Кажется, даже зрачки у нее расширились от одного его вопроса, затопив чернотой густую, глубокую бирюзу взгляда. А свободная от пакета с выпечкой рука вдруг нервно дернулась и легла на живот. И только тогда он заметил, понял. И то, что она немного поправилась, и то, почему светилась — это не кожа светилась, это Грета светилась.
И все, что он мог сделать в таких обстоятельствах, это заставить себя мальчишески рассмеяться и притвориться, что шутка его удалась. Впрочем, и правда ведь — шутка. Даже несмотря на то, что она всегда, с самого начала выводила его из себя присущими ей одной упрямым противлением его желаниям и обреченным смирением перед обстоятельствами.
— Да бросьте, Маргарита! — выдохнул Юбер. — Решили, что потащу вас в каталажку? После всего, что мы провернули?
— Нет, — шевельнула Грета губами, вся натянутая, будто зазвенит, если тронуть.

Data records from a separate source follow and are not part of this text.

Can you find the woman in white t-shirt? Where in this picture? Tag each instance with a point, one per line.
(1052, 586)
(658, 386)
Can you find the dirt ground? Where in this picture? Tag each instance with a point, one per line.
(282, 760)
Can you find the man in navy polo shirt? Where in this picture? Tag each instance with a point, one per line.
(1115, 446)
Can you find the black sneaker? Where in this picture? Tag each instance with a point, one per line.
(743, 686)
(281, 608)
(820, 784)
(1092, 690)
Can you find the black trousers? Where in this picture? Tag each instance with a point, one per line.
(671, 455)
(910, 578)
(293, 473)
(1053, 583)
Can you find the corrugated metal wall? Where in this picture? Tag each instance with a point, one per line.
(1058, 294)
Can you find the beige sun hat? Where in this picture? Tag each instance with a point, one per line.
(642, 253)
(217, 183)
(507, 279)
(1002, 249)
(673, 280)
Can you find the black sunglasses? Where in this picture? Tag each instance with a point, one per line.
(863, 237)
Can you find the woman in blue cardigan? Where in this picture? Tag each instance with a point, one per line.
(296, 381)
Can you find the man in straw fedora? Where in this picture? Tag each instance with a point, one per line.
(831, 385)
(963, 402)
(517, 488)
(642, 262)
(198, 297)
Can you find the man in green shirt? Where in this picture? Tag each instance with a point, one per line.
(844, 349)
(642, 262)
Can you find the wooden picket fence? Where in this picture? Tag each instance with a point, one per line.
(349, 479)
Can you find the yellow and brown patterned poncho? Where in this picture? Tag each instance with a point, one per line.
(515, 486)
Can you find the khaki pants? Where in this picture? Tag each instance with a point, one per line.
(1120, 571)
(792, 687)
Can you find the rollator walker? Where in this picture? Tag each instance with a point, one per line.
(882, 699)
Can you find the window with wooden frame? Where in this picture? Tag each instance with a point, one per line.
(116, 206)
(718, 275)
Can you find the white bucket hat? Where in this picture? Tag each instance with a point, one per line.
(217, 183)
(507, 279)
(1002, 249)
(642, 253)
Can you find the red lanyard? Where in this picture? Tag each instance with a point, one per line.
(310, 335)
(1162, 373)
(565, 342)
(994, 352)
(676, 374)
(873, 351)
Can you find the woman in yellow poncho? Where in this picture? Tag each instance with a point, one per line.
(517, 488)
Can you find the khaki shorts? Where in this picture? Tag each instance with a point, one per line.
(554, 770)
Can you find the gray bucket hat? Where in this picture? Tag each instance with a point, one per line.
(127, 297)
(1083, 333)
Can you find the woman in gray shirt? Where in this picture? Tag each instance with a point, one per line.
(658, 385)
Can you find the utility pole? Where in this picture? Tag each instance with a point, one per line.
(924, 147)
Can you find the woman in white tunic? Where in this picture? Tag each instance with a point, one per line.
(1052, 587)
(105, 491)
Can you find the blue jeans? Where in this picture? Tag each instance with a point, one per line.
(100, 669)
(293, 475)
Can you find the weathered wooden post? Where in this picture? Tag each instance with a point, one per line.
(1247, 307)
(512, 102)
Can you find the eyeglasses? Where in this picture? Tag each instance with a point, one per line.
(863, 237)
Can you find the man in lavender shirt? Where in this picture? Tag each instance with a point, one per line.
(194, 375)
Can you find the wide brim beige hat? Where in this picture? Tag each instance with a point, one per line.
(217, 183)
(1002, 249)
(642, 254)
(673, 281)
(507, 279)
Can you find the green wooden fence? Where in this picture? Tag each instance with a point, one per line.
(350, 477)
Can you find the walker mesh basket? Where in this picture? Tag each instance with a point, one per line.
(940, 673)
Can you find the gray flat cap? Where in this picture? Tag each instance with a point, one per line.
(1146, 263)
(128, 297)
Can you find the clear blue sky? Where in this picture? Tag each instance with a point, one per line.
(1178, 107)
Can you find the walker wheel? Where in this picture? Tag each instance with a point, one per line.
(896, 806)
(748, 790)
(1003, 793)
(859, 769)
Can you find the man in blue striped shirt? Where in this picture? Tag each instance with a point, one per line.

— К черту! За столько времени могли бы понять, что шуму от меня много, но настоящей опасности для вас я не представляю.
— Ну отчего же? Я это знаю. Вы в Париже давно?
— Достаточно давно, чтобы вы утащили у меня из-под носа все бриоши. Я имел на них виды.
— Можете вернуться, она наверняка вынесет еще, — немного расслабившись, улыбнулась Грета.
— Нет уж, тут значительно интереснее. Как поживаете, Маргарита?
— А об этом, пожалуй, будет уместнее поговорить за чашкой кофе с вашими бриошами. Или даже за ужином, как вы думаете? Только его еще нужно приготовить.